La mafia est une organisation criminelle plus vieille que l’Italie elle-même, tellement ancrée dans la culture et la vie quotidienne qu’elle en est devenue une compagne naturelle pour certains. Une ombre pour d’autres. «Naitre, grandir, étudier […] en une terre où la criminalité peut tout faire, où elle a une emprise sur la politique et l’économie, où elle décide de la vie et de la mort des gens, impose une prise de conscience», explique Saviano en 2012. «Dans le Sud, tous, quotidiennement, s’engagent de part ou d’autre.»

Saviano, né d’une famille bourgeoise, a étudié la philosophie dans sa ville natale. Il a pu échapper aux griffes du «Système», comme il l’appelle, mais c’est loin d’être le cas de tout le monde, et il s’en rend compte. Pendant des années, investi dans sa carrière de journaliste, d’accusateur, il est partout où est la mafia; il observe, s’informe, prend note.  Gomorra est un roman, mais il est surtout le résultat d’un regard personnel sur le fléau d’une région où le taux de chômage est de 25% et où tout est pantin de la criminalité.

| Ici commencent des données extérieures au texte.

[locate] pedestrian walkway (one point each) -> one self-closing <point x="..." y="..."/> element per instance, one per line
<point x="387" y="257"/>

Saviano raconte. Il raconte que la criminalité est partout, dans tous les secteurs et que ses tentacules s’étendent bien au-delà de la Méditerranée. Il raconte les guerres des clans, les actes effroyables de violence, les mutilations, les assassinats par dizaines. Il raconte le bras de fer entre la fascination pour le pouvoir et la terreur. Il tire ses histoires d’entretiens avec différents acteurs de la Camorra. Au cours de ses recherches, il a su appréhender et comprendre le système et son fonctionnement. Dans Gomorra et dans de nombreux discours publics, il dévoile les grands dirigeants de la Camorra, accole des noms et des prénoms aux pseudonymes de ces célébrités inconnues. Plusieurs parrains ont depuis été arrêtés et condamnés.

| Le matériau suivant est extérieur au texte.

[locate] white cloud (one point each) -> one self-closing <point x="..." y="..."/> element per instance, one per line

Mais Saviano explique que ce qui a précipité sa condamnation à mort par le clan des Casalesi, ce n’est pas d’avoir contribué aux procès – la mafia est habituée aux tribunaux. Tout a dérapé quand le livre a dépassé les 100 000 exemplaires vendus: «Pour être honnête, au début, on ne pensait pas aller au delà des 5 000 ou 10 000 exemplaires au maximum», avoue le journaliste. C’est le nombre habituel pour un livre sur la mafia en Italie. Mais Gomorra a eu un impact planétaire, et c’est à partir du moment où la mafia a commencé à perdre de l’argent qu’ils se sont mis vraiment en colère.

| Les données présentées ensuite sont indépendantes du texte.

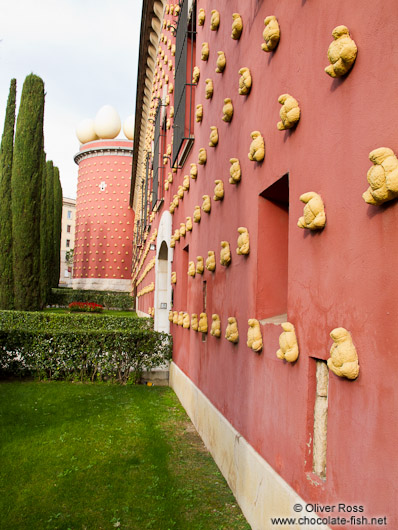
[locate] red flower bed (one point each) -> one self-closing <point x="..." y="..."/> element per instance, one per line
<point x="86" y="307"/>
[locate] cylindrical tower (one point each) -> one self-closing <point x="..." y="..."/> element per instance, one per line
<point x="104" y="220"/>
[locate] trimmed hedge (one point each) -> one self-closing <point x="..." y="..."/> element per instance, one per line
<point x="108" y="299"/>
<point x="54" y="346"/>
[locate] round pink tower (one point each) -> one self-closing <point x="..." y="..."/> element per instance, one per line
<point x="104" y="220"/>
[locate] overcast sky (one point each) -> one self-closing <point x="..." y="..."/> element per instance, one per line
<point x="86" y="52"/>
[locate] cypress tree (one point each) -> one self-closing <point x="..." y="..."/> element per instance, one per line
<point x="45" y="250"/>
<point x="50" y="221"/>
<point x="26" y="193"/>
<point x="6" y="151"/>
<point x="57" y="225"/>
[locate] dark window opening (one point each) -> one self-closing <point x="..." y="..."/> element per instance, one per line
<point x="272" y="257"/>
<point x="184" y="96"/>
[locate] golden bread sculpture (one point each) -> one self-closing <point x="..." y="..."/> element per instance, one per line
<point x="343" y="359"/>
<point x="257" y="147"/>
<point x="215" y="330"/>
<point x="254" y="337"/>
<point x="314" y="217"/>
<point x="342" y="52"/>
<point x="289" y="113"/>
<point x="288" y="346"/>
<point x="271" y="34"/>
<point x="382" y="177"/>
<point x="231" y="332"/>
<point x="237" y="26"/>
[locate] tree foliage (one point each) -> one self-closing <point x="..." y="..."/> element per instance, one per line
<point x="26" y="184"/>
<point x="6" y="154"/>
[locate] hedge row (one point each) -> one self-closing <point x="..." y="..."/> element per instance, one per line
<point x="77" y="353"/>
<point x="108" y="299"/>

Saviano est devenu un symbole de la lutte contre le crime organisé, cette «entreprise mondiale», comme il ne peut s’empêcher de le décrire. Loin de vouloir se taire, le journaliste continue d’écrire, de paraître à la radio, à la télévision. Ce ne sont pas les menaces de mort qui le feront arrêter de dénoncer. Et pourtant il n’est pas qu’un héros en Italie: beaucoup de ses concitoyens l’accusent de se faire de l’argent sur leur dos, et la mafia est restée un sujet tabou dans toute son ambiguïté, parce que dans le bénéfice du doute, elle permet à certains de se sortir de la misère par la dépendance.

Roberto Saviano avoue être parfois rongé par le regret de ne pas avoir su préserver une vie normale. Mais il reste aussi convaincu qu’il fallait parler, qu’il n’est jamais une erreur de vouloir faire changer les choses. «Je n’ai pas peur de mourir», confie-t-il. «Je sais qu’ils me feront payer, peut-être dans dix ans, mais je sais que ça arrivera.»